Machine Learning

(Python edition)

Ed Toro

How do you teach a machine to learn?

Input.

How do you teach a machine to learn?

Input.
Data structures.

[[1,2,3], [4,5,6], [7,8,9]]

How do you teach a machine to learn?

Input.
Data structure.
Reduction.

How do you teach a machine to learn?

Input.
Data structure.
Reduction.
Inference.

Input: visitors to a "guess your weight" site

Data Structure: you can't record everything about a visitor

Reduction: you can't guess every value you've recorded
Average weight of all previous visitors: 150lbs

Inference: What can we infer from the data? What weight do we guess?

The next visitor probably weighs as much as the average of all previous visitors.
The next male visitor probably weighs as much as the average of all previous male visitors.
etc...

Python Data Structures

lists: [1,2,3,4]
tuples: (1,2)
dictionaries: {'haterz':2, 'lovahs':0, 'playas':2}
nested combinations of the above:
[2, [2,3], (4,5), {'playa':'hatah'}]
serialized storage: databases, files, NoSQL, etc.

Request/Response Cycle - Feedback

Receive user request
Infer a response based on prior knowledge data structures
Receive user request with feedback
Combine user feedback with existing body of knowledge
Reduce

Request/Response Cycle - Training

Collect user data
Build data structures
Reduce
Receive user request
Infer a response based on prior knowledge

Simple example: Inference by mean average

Input & Data Structure

knowledge =
retrieve_and_deserialize_data_from_datasource()
knowledge.append(user_weight)
Reduction & Inference

from numpy import average
reduction = average(knowledge)
response.inference = reduction

The mean average "learns". When it's wrong, it adapts.

Faster simple example: Inference by mean average

Reduction & Inference

prev_sum, prev_count = cache.get("key")
new_sum = prev_sum + user_weight
new_count = prev_count + 1
cache.put("key", (new_sum, new_count))
new_mean = new_sum / new_count
response.inference = new_mean

The knowledge set is big data.

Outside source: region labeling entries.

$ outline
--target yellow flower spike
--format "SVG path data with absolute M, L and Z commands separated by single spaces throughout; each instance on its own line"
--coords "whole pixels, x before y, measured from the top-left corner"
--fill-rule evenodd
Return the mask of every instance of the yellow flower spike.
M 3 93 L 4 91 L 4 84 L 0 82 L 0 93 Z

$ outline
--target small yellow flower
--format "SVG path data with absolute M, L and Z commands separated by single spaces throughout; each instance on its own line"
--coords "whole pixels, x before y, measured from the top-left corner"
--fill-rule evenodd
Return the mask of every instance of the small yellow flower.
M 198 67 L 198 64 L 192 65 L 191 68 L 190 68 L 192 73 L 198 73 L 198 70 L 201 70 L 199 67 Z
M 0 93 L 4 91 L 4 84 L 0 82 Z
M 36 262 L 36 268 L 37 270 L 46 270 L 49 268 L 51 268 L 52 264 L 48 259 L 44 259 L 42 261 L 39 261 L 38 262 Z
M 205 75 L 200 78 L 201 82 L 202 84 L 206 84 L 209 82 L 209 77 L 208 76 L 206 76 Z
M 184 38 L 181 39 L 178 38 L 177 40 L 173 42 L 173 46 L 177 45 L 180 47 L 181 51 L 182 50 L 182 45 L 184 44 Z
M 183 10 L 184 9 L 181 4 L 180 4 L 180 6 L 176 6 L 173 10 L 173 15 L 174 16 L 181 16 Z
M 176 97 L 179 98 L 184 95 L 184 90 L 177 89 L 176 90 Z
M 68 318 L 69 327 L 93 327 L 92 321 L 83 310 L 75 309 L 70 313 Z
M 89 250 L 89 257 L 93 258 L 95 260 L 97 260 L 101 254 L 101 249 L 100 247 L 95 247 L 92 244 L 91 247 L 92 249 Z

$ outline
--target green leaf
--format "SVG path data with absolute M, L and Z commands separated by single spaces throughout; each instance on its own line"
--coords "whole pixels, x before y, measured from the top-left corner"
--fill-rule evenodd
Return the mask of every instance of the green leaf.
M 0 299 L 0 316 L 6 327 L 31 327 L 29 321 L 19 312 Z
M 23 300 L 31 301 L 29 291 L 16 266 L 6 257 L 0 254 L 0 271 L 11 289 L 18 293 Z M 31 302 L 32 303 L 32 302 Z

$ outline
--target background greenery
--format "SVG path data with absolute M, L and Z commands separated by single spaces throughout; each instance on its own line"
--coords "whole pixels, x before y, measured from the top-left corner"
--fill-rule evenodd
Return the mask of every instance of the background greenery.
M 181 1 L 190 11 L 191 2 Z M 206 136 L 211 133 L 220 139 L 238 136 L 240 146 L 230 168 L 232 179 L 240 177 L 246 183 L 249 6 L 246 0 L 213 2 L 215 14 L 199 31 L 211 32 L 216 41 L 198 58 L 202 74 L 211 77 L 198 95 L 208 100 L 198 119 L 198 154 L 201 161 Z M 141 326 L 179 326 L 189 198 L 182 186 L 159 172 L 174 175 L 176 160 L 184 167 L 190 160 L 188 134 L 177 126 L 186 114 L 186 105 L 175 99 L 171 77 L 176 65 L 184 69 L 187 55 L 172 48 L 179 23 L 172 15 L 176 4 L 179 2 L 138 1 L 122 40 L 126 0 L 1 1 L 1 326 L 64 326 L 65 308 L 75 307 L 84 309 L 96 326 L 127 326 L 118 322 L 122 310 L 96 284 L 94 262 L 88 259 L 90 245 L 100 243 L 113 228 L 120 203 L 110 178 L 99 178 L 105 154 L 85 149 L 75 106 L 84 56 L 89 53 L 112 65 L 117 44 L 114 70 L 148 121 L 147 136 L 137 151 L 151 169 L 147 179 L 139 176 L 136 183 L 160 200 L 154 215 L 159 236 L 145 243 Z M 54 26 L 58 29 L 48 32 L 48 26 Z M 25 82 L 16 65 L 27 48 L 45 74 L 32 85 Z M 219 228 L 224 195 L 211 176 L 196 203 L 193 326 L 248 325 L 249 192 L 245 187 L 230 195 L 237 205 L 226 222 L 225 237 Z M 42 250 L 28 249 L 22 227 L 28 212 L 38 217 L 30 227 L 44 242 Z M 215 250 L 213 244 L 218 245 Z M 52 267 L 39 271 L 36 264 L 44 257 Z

The ability to do incremental updates is key to machine learning performance.

Another simple example: genetic algorithm

best_guess = retrieve_most_successful_guess()
response.inference = best_guess

if we_guessed_correctly():
best_guess.success += 1
else:
best_guess.success -= 1

best_guess.save()

Use whichever guess is the most successful "in the wild". When a guess fails, reduce its fitness, allowing another best guess to possibly arise. The visitor has to let us know if we were correct.

Complex example: neural network

Input & Data Structure

nodes = retrieve()
nodes[user_data] = nodes.get(user_data, 0) + 1
Reduction & Inference

reduction = sorted(nodes, key=nodes.get)[-1]

nodes is a frequency chart. If 200 appears twice, nodes[200] == 2. The strongest node wins. It's the mode average of the knowledge set. It's just another averaging function!

This can get really complicated...

K-Means Clustering
- combines means and neural network nodes
- clusters inputs into k buckets identified by k different mean averages
- infers the mean value of the bucket including or closest to the input
Bayes Classification
- given some known probabilities, calculate some unknown probability, and infer from it
- e.g. given the probability that a site visitor weighs 150+lbs. (P(150+)) and that a 150+lbs. site visitor is male (P(M|150+)), calculates the probability that a male visitor weighs 150+lbs. (P(150+|M))

Good news - the machine learning algorithms have already been written for you.

Stop inventing "new" machine learning algorithms for your site. Just pick one!

OMGWTF! There are so many. Which one do I pick?

All of the above!

The Meta-Learning Algorithm

best_learning_algo = retrieve_most_successful_algorithm()
response.inference = best_learning_algo.guess(user_data)

if we_guessed_correctly():
best_learning_algo.success += 1
else:
best_learning_algo.success -= 1

best_learning_algo.save()

It's the genetic algorithm applied to other learning algorithms. Implement all the learners, store them somewhere, and order them by how successful they are.

The "best"? The "most successful"?

A "Bestest" algorithm - a weighted random choice

from random import uniform
algos = { 'kmeans': 50, 'mean': 25, 'bayes': 20, 'neural': 5 }
needle = uniform(0, sum(algos.values()))
for name in sorted(algos, key=algos.get):
  needle -= algos[name]
  if needle <= 0:
    break
# return name

FAIL! All weights must be > 0 for that to work.
success = max(0, success - 1)

The algorithms may be free or cloud-cheap, but the data isn't. Stop worrying about algorithms. It's the data, stupid!

There are two types of data

Content
Collaborative

Content Data

E-Commerce
- price
- color
- size
Music
- genre
- beats-per-minute
- tempo
Site pages
- main keywords
- length

It's data that describes the content on your site. When two pieces of content are similar, we infer a user who likes one will also like the other.

Collaborative Data

gender
age
location
favorite content
friends

It's data describing the visitors to your site. When two visitors are similar, we infer that they'll like the same stuff.

"Numerification"

Data needs to be numerical so you can do math on it.

gender: { 'male': 0, 'female': 1, 'other': 2}
employed: { 'false': 0, 'true': 1}

When possible, "numerification" should be meaningful. Labels that are related map to numbers that are closer.

language: { 'en': 0, 'en-us': 1, 'en-gb': 2, 'es': 10, 'es-es': 11, 'es-mx': 12 }
education: { 'some high-school': 0, 'high-school': 1, 'some college': 2, 'college': 3, 'masters': 4}

Sim Scores

The fully numerified description of a piece of content or a visitor is its "DNA".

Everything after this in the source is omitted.